To be honest, I was expecting more from Fates and Furies: A Novel by Lauren Groff. Maybe I picked up the book with expectations that were too high, but the choppy writing and negative tone disappointed me. That isn’t to say that I didn’t like the book entirely, the story has many intriguing aspects including a look into the relationship of marriage.

Fates and Furies: A Novel is split into two halves, the first told from the view of Lancelot, known as Lotto, and the second from Mathilde. Meeting when they were each 22 years old, the pair marries two weeks later to the shock of their peers and families. While Lotto is a lover and has a charisma that people are drawn to, Mathilde is a loner who had a terribly sad childhood. Despite their differences, or possibly because of them, the couple fits together well and ends up outlasting other’s expectations of a divorce.

I was both frustrated and absorbed by the couple’s relationship. Lotto is arrogant and unaware while Mathilde is conniving and manipulative. It was clear from her section of the book that she plays on her husband’s weaknesses. Theirs is an interesting relationship because they love each other deeply, but each doesn’t feel that they deserve the love of the other.
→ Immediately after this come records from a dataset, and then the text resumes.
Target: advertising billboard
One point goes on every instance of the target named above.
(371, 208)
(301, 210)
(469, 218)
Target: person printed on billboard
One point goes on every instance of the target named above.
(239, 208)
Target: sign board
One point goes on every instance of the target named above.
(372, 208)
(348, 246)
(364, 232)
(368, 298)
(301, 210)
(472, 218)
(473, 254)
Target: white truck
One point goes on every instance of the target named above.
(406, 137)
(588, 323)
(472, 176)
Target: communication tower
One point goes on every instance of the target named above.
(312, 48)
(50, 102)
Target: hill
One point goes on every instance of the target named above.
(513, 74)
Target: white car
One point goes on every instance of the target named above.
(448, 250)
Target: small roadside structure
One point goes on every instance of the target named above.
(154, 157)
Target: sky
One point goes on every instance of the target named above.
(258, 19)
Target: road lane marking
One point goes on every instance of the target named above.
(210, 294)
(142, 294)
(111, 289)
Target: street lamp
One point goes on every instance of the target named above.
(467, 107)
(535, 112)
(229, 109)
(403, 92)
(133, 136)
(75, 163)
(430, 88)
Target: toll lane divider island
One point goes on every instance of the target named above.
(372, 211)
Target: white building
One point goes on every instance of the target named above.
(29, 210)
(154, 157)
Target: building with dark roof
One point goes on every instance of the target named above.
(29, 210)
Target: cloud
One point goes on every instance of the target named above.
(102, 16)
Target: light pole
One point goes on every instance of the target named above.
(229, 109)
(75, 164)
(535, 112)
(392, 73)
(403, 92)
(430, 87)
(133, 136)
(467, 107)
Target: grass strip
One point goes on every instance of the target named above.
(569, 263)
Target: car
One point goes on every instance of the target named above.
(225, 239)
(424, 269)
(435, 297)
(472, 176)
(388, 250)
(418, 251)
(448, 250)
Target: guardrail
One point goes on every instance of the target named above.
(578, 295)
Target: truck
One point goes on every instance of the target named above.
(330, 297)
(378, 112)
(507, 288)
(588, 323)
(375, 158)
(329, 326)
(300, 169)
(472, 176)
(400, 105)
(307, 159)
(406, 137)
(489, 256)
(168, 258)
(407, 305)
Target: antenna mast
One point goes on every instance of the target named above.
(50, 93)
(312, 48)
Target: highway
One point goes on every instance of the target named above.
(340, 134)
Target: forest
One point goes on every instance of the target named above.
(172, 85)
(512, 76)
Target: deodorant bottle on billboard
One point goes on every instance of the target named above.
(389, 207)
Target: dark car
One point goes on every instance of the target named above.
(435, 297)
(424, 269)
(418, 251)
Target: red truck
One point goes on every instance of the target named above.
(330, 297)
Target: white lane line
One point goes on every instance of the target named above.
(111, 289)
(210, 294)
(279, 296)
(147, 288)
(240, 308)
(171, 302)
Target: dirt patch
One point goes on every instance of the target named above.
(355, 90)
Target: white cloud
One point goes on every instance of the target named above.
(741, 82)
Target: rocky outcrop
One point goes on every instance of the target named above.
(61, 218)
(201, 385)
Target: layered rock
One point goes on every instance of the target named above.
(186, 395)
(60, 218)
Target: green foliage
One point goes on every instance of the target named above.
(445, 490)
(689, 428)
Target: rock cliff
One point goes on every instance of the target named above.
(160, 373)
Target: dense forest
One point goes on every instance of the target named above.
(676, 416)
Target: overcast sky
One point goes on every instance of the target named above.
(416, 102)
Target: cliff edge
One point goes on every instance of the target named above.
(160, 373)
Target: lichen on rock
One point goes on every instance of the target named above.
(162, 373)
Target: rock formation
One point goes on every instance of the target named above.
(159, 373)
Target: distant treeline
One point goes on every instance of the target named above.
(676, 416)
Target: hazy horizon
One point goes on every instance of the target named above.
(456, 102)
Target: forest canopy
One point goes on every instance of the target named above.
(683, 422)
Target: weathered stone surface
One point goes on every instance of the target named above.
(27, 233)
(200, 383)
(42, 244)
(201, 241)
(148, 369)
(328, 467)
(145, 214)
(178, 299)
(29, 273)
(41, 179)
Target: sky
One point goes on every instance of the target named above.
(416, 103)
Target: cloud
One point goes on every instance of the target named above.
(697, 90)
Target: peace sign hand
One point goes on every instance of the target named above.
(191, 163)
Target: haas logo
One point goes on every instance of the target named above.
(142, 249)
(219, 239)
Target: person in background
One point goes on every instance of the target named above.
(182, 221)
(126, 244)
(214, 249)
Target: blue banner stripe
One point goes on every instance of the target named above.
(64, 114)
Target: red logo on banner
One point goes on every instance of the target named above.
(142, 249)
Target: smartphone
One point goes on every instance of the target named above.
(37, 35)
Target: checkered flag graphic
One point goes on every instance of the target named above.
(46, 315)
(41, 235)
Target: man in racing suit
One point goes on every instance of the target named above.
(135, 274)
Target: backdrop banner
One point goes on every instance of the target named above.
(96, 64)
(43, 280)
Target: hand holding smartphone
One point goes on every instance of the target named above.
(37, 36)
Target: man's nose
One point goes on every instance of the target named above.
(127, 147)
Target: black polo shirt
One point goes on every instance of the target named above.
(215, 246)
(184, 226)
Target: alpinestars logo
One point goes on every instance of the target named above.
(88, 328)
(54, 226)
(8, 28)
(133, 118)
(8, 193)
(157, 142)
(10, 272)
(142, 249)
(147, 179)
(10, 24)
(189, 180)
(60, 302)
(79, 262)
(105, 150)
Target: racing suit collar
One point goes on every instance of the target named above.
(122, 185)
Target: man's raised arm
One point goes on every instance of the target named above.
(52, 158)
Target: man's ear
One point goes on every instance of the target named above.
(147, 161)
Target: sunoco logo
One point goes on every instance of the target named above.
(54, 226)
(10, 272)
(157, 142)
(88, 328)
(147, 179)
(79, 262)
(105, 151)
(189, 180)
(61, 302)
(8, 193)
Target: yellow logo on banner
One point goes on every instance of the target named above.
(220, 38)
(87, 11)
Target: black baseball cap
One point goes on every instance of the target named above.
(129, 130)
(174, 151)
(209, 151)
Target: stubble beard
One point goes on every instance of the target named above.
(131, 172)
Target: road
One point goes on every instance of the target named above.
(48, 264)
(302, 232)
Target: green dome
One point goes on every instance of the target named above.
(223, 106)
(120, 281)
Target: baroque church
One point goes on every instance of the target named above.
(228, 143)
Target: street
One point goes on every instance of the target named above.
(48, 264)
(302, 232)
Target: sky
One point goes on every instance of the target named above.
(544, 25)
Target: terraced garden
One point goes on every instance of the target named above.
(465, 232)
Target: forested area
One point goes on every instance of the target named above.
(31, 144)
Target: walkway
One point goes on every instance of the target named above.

I was intrigued by the sense of rawness throughout the story, of uncensored humanity, including the good, bad and the ugly. It was also interesting to experience scenes from the different perspectives of the husband and wife. The idea that people view and remember the same experiences so differently is one of the reasons why I chose to read this book in the first place.

Unfortunately, I had a hard time getting into the story and even when I finished, I didn’t feel like I was ever completely engaged. The story is choppy, skipping around from different perspectives and time periods, and while some characters interested me, others were dull and had me rushing through the pages.

Fates and Furies: A Novel is focused on one of the most fundamental relationships of all, marriage, and I felt sad after finishing it. I’m glad to have read it, but I don’t plan on picking up another one of Groff’s books anytime soon.